Consequently, handguns require refined training regimens and advanced skillsets exceeding those of the average hunter employing a longarm. Trigger discipline, breathing control, and the ability to estimate distances and calculate the ballistics required to engage a target accurately are all necessary proficiencies for both rifle and handgun shooters. Pistols and revolvers, however, amplify shooter errors, lessen ballistic capabilities, and require a more refined and focused approach when it comes to training and preparation. Without adequate training, these nuanced handgun-centric KSA’s (Knowledge, Skills, and Abilities) can be tricky to master. One of the most exasperating pitfalls that plague handgun hunters is the ability to overcome recoil sensitivity. We can all thank Isaac Newton and his apple strike-induced subdural hematoma to the head incident for that one. In the aftermath, he autonomously appointed himself the Burgermeister-Meisterburger of physics and declared in his third law that for every action (or force), there is an equal and opposite reaction. What that means for shooters is that when we push the trigger and send a round down range, we will experience a reciprocation of its force potential in the form of felt recoil. There aren’t many of us who, at some point in our shooting careers, haven’t suffered from some degree of recoil sensitivity. The genesis of this “marksman’s malady” is simple and sets in motion an unfortunate chain of events: The more powerful the cartridge, the greater the recoil…the greater the recoil, the more significant the report/concussion and potential discomfort experienced by the shooter, the greater the discomfort experienced by the shooter, the more likely he/she is to succumb to the psychological pitfalls of pain/punishment avoidance.

These include:

  • Anticipating trigger breakover and subsequently pulling (notice we didn’t say “pressing”) or “yanking” the trigger prematurely and with more force than necessary for a clean trigger press.
  • Flinching during trigger breakover.
  • Losing focus on the proper breathing discipline required to correctly complete the trigger press evolution.
  • In extreme instances, experiencing target panic (inability to place the sights directly on target) or shaky hands. Both translate into catastrophic problems related to target focus/sight alignment.

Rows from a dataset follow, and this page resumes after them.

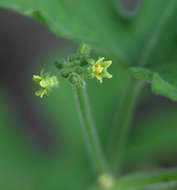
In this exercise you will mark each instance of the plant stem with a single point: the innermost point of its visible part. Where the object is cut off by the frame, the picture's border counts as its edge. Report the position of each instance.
(122, 124)
(89, 131)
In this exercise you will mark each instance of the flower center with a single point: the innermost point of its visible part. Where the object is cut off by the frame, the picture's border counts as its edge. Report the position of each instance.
(98, 69)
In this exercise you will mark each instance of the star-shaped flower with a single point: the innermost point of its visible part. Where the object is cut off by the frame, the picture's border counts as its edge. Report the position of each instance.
(99, 68)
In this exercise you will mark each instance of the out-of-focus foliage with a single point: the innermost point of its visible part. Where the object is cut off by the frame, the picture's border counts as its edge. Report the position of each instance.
(146, 41)
(146, 44)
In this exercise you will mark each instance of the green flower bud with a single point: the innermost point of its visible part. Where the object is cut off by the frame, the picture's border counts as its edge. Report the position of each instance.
(45, 82)
(99, 68)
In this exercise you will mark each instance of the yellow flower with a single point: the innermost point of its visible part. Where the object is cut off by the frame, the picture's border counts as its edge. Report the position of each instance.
(99, 69)
(46, 83)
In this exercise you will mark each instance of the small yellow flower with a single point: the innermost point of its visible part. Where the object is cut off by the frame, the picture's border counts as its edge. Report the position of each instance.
(46, 83)
(99, 69)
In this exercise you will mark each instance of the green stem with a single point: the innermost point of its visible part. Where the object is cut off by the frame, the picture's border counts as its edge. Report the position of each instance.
(122, 124)
(89, 131)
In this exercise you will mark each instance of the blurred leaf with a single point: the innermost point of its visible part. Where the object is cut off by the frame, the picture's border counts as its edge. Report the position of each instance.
(153, 138)
(165, 179)
(148, 40)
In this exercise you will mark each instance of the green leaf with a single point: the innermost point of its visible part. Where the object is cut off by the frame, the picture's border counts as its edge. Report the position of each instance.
(158, 85)
(148, 40)
(164, 179)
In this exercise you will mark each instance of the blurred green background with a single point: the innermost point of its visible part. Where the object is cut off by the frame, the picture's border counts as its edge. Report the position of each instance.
(27, 164)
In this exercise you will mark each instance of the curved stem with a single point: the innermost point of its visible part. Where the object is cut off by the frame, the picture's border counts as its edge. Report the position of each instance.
(89, 131)
(122, 124)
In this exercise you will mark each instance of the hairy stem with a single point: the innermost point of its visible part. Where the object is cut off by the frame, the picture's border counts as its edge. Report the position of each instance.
(122, 124)
(90, 135)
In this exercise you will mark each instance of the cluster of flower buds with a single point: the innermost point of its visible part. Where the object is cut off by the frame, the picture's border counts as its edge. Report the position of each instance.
(76, 68)
(81, 65)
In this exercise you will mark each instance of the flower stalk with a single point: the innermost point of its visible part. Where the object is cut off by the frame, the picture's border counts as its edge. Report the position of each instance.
(90, 134)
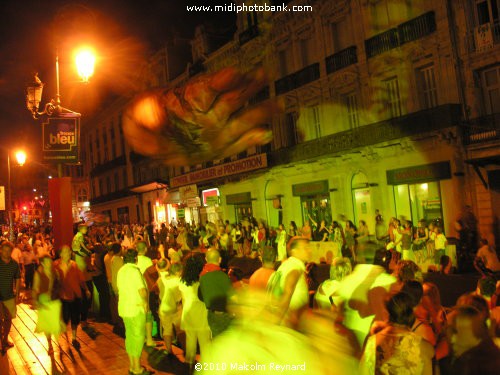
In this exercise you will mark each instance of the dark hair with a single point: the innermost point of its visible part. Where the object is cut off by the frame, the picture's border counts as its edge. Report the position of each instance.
(400, 309)
(414, 289)
(192, 270)
(130, 256)
(116, 248)
(487, 286)
(268, 254)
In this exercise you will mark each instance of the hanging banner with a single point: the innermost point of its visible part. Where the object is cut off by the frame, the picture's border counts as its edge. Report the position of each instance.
(61, 139)
(2, 198)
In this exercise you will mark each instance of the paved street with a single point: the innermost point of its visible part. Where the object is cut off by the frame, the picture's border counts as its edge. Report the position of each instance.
(104, 355)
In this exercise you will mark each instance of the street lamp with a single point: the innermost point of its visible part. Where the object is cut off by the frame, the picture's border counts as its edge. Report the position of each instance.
(21, 159)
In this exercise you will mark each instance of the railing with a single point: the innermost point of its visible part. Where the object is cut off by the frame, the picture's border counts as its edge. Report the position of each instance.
(341, 59)
(248, 34)
(482, 129)
(437, 118)
(297, 79)
(406, 32)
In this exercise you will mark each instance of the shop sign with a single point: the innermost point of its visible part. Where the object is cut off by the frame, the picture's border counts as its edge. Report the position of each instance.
(189, 191)
(421, 173)
(212, 200)
(310, 188)
(193, 202)
(2, 198)
(227, 169)
(239, 198)
(61, 139)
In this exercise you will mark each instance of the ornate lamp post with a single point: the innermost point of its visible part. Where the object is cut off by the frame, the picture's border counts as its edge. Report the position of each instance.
(21, 159)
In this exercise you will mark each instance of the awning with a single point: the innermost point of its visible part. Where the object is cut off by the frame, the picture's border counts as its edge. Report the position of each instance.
(151, 186)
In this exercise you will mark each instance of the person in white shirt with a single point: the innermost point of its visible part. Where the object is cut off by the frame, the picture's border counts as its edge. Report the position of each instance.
(143, 263)
(133, 307)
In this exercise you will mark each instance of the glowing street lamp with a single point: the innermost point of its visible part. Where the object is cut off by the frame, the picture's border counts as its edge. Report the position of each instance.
(85, 61)
(21, 159)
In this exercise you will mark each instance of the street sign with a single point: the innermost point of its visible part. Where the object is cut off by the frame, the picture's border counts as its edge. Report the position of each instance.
(61, 139)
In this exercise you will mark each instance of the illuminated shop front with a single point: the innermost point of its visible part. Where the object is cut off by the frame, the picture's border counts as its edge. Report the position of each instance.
(417, 191)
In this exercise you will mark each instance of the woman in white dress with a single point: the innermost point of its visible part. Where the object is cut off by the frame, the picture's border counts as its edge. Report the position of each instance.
(194, 319)
(49, 310)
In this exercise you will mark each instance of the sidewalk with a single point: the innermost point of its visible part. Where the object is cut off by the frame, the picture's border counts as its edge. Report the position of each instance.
(103, 356)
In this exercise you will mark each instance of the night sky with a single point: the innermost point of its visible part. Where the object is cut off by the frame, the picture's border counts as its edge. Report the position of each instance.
(122, 32)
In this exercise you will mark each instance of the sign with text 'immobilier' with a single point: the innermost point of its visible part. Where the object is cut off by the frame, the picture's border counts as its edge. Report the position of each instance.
(217, 171)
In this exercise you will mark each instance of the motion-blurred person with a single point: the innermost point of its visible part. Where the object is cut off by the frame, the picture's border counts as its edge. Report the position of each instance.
(48, 306)
(133, 307)
(194, 319)
(170, 297)
(10, 282)
(215, 290)
(396, 349)
(72, 287)
(325, 295)
(260, 277)
(473, 351)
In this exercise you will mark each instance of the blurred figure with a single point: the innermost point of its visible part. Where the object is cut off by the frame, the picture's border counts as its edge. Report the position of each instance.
(325, 295)
(396, 349)
(260, 277)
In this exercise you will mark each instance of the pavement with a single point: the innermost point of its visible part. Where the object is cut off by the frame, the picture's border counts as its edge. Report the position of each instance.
(102, 355)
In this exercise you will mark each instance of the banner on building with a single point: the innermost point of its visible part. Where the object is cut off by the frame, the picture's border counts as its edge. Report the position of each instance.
(61, 139)
(2, 198)
(227, 169)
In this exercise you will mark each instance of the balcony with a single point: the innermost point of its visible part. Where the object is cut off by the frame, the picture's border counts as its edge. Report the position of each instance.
(484, 37)
(297, 79)
(248, 34)
(406, 32)
(482, 129)
(437, 118)
(341, 59)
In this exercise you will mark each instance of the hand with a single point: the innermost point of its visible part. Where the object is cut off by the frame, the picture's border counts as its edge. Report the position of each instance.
(202, 120)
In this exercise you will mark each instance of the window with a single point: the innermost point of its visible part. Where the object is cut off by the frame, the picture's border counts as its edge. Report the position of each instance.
(426, 85)
(487, 11)
(341, 34)
(393, 97)
(491, 89)
(306, 51)
(351, 109)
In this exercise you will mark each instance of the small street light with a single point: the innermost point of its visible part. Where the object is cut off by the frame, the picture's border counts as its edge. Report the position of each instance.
(21, 159)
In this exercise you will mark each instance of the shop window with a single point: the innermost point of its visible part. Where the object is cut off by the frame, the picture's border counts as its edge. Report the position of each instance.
(419, 202)
(426, 85)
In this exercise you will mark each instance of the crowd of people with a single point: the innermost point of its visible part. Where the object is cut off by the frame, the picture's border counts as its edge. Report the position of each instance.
(249, 295)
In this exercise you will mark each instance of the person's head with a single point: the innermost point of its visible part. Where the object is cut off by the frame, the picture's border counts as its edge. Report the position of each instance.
(269, 255)
(176, 269)
(445, 264)
(65, 253)
(213, 257)
(130, 256)
(340, 268)
(400, 309)
(415, 290)
(468, 329)
(192, 269)
(141, 247)
(487, 286)
(82, 228)
(7, 248)
(299, 248)
(162, 265)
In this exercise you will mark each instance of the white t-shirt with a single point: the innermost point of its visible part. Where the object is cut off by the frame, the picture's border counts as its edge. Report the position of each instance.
(144, 262)
(130, 282)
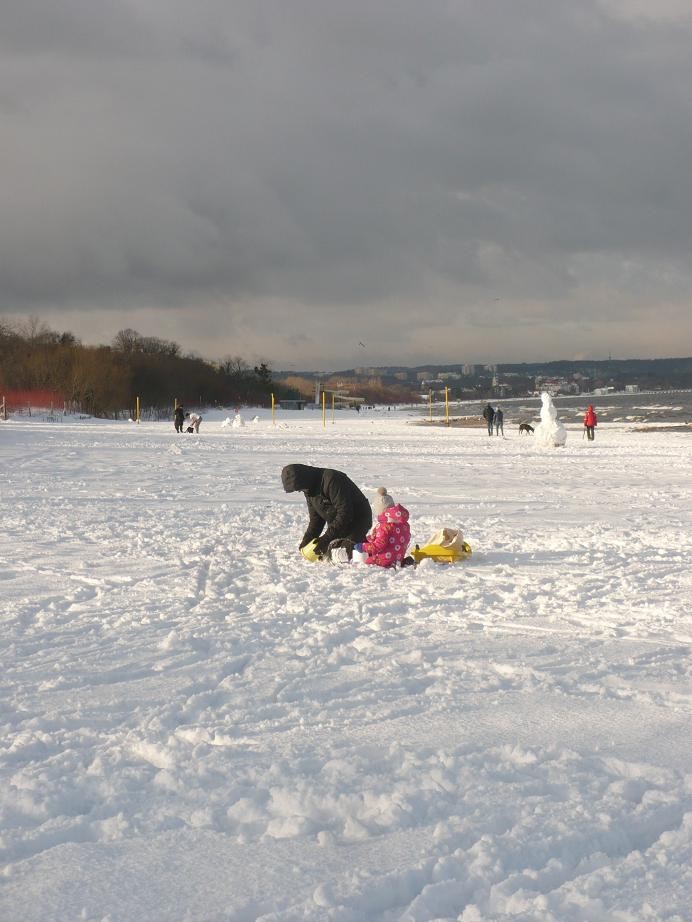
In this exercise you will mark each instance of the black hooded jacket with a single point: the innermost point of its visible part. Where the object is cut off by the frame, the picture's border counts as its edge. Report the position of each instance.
(332, 498)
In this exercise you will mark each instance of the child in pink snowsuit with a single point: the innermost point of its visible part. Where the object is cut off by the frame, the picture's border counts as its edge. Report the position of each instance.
(387, 542)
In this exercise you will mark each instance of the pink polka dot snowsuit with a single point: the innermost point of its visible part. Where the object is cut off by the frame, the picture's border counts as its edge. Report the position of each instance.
(389, 539)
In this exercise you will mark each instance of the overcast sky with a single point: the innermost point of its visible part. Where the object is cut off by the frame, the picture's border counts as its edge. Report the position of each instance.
(450, 181)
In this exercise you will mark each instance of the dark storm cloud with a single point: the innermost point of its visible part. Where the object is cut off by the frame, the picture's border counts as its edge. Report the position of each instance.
(220, 166)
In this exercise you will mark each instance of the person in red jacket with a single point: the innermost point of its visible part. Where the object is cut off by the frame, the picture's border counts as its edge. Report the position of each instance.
(590, 422)
(387, 543)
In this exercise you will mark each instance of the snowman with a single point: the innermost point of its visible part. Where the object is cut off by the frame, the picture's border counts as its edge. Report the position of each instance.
(549, 432)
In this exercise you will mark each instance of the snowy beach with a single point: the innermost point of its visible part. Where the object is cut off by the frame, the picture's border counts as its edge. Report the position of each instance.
(198, 724)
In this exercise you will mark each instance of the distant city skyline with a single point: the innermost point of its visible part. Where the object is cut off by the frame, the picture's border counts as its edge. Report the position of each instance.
(326, 185)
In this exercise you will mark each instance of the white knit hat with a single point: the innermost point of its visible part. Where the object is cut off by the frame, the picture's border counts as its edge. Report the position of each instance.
(382, 501)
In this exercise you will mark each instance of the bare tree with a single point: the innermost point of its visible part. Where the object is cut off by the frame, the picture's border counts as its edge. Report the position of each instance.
(127, 341)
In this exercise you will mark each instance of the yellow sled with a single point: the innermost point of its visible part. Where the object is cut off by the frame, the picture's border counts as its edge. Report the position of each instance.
(308, 551)
(446, 546)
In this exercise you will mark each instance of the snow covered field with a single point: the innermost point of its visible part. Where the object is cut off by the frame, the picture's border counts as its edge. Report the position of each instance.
(197, 724)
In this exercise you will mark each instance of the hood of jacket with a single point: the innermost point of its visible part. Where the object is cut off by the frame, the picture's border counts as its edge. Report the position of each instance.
(301, 477)
(395, 513)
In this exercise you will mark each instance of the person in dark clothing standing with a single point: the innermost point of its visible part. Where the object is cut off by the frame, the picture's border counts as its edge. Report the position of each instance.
(333, 500)
(489, 416)
(179, 418)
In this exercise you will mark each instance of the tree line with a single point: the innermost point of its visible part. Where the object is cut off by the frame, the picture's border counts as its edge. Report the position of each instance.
(105, 380)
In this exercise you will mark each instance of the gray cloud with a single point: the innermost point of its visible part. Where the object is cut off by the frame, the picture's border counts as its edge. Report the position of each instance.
(454, 181)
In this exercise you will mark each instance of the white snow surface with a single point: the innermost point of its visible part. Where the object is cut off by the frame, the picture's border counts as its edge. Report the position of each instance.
(199, 724)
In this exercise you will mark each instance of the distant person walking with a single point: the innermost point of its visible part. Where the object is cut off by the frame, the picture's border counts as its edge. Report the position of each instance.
(590, 422)
(193, 421)
(179, 418)
(489, 416)
(499, 422)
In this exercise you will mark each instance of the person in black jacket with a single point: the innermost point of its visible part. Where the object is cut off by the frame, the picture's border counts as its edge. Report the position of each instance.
(333, 499)
(488, 416)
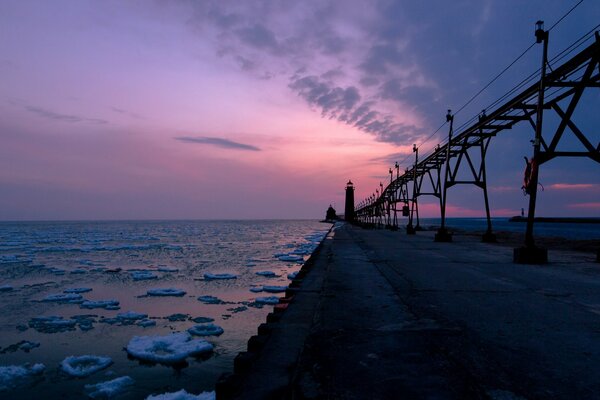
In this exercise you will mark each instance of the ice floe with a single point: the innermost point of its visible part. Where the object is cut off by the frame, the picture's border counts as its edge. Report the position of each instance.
(182, 395)
(274, 289)
(291, 258)
(168, 269)
(146, 323)
(24, 345)
(131, 316)
(268, 274)
(177, 317)
(166, 292)
(109, 389)
(210, 300)
(63, 297)
(86, 365)
(6, 288)
(219, 276)
(206, 330)
(52, 324)
(143, 275)
(169, 349)
(110, 304)
(12, 376)
(77, 290)
(267, 300)
(202, 320)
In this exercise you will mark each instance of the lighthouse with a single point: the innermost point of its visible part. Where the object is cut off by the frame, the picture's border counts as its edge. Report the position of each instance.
(349, 209)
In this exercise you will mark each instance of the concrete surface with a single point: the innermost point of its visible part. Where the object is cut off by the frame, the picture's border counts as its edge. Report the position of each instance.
(383, 315)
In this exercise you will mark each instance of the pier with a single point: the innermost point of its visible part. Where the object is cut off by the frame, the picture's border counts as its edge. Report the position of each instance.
(380, 314)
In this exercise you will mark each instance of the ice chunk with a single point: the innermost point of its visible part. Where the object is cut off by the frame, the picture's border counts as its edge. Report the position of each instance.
(206, 330)
(52, 324)
(62, 297)
(210, 300)
(110, 304)
(274, 289)
(202, 320)
(169, 349)
(12, 376)
(219, 276)
(143, 275)
(269, 274)
(267, 300)
(291, 258)
(177, 317)
(82, 366)
(182, 395)
(77, 290)
(108, 389)
(165, 292)
(168, 269)
(131, 316)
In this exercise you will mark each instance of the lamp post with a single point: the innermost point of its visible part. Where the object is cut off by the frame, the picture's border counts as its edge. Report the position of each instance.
(530, 254)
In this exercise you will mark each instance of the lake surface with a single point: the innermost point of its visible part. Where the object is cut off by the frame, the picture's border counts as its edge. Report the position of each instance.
(121, 261)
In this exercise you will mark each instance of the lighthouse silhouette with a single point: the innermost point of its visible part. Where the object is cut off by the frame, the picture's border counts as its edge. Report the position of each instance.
(349, 209)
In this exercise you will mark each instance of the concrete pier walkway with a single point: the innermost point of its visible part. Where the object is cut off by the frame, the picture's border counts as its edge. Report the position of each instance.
(383, 315)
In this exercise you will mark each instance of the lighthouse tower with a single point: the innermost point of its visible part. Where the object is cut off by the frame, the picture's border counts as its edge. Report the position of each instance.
(349, 210)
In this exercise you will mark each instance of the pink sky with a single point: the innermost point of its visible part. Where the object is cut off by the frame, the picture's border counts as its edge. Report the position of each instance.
(112, 110)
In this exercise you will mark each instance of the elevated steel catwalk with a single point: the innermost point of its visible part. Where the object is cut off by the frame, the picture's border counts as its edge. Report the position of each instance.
(562, 90)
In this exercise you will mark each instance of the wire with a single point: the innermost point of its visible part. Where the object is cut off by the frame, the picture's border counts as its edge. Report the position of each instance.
(564, 16)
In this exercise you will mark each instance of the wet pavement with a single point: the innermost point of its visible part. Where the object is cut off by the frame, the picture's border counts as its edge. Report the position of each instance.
(383, 315)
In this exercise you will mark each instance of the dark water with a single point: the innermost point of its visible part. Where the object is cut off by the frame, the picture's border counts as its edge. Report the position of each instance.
(41, 259)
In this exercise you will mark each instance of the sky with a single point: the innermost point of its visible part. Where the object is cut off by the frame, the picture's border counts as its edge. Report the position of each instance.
(265, 109)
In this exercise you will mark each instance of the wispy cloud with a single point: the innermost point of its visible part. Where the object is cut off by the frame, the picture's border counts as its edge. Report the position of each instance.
(42, 112)
(218, 142)
(574, 186)
(587, 206)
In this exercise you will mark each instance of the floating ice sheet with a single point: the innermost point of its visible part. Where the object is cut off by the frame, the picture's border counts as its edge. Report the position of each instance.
(86, 365)
(62, 297)
(219, 276)
(269, 274)
(182, 395)
(110, 304)
(108, 389)
(210, 300)
(169, 349)
(52, 324)
(165, 292)
(206, 330)
(131, 316)
(77, 290)
(274, 289)
(267, 300)
(12, 376)
(6, 288)
(143, 275)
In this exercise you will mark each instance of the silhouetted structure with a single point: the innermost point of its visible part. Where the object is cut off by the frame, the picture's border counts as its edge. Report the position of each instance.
(331, 215)
(349, 210)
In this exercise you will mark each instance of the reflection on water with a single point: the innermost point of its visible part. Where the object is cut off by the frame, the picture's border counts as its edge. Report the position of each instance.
(121, 261)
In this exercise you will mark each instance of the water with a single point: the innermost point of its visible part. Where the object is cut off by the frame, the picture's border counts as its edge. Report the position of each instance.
(38, 259)
(575, 231)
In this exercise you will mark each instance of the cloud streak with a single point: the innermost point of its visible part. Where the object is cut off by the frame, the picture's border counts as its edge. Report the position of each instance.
(63, 117)
(217, 142)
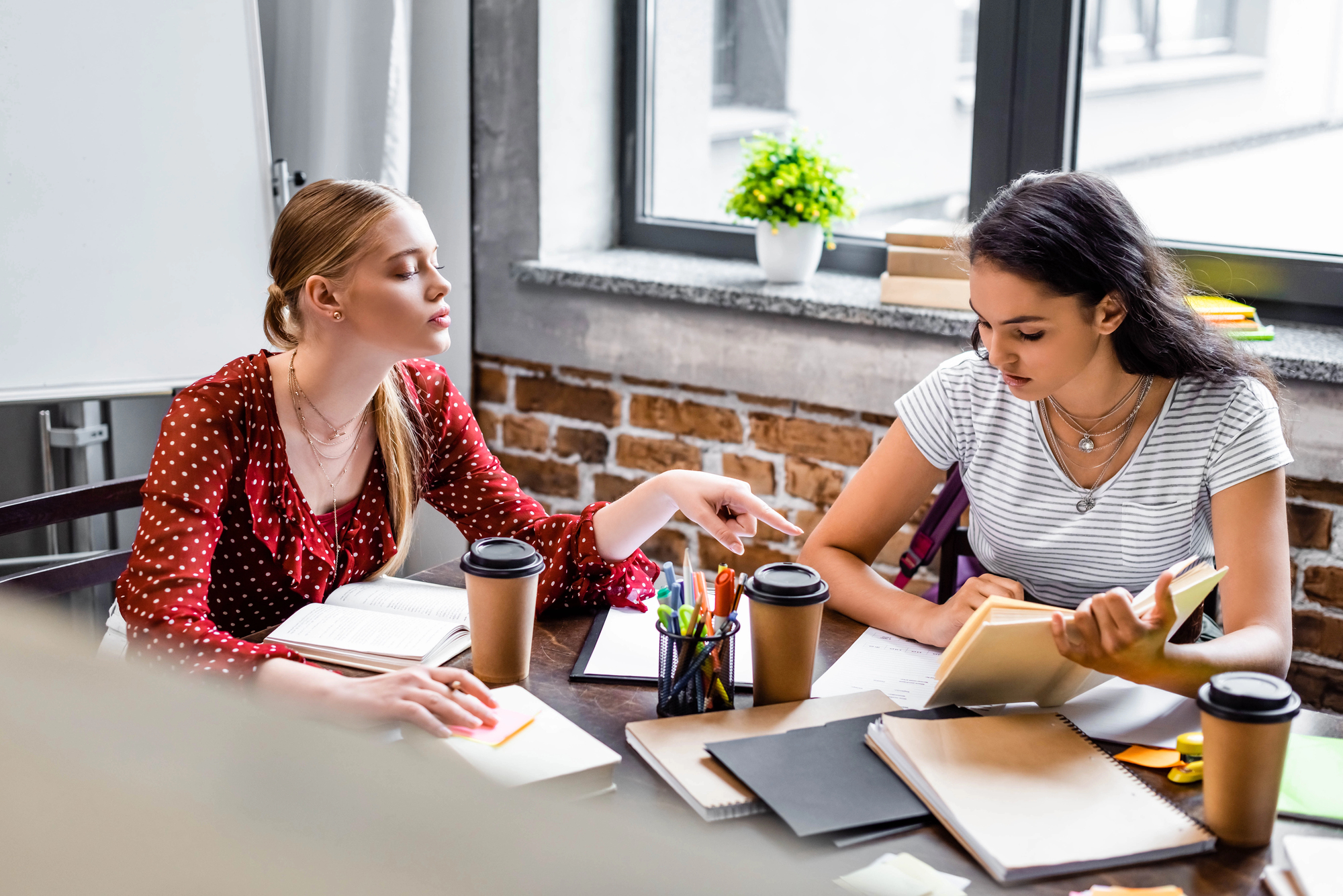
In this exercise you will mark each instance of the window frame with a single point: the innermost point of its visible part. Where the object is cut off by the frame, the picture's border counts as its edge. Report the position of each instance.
(1028, 90)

The aforementioned challenges can be overcome with realistic, practical training. Unfortunately, these accuracy-related “problem children” do not maintain exclusive rights to fudging up a hand gunner’s efficacy. There is one additional hurdle commonly encountered by fledgling handgun hunters. Ironically, this final challenge is also part and parcel to what draws hunters to indulge in handgun hunting in the first place: the inherent range/ballistic limitations of handguns. Modern high-power hunting rifles are capable of incredible accuracy and power retention at extreme distances. Conversely, the current generation of “super magnum” caliber (.500 and .460 S&W Magnum) revolvers, even in the hands of uber-proficient wheelgun shooters, have a practical (and ethical) range of 200 yards and in. Most handgun hunters, however, ply their trade from the 100 yard line back to the distance of “danger close.”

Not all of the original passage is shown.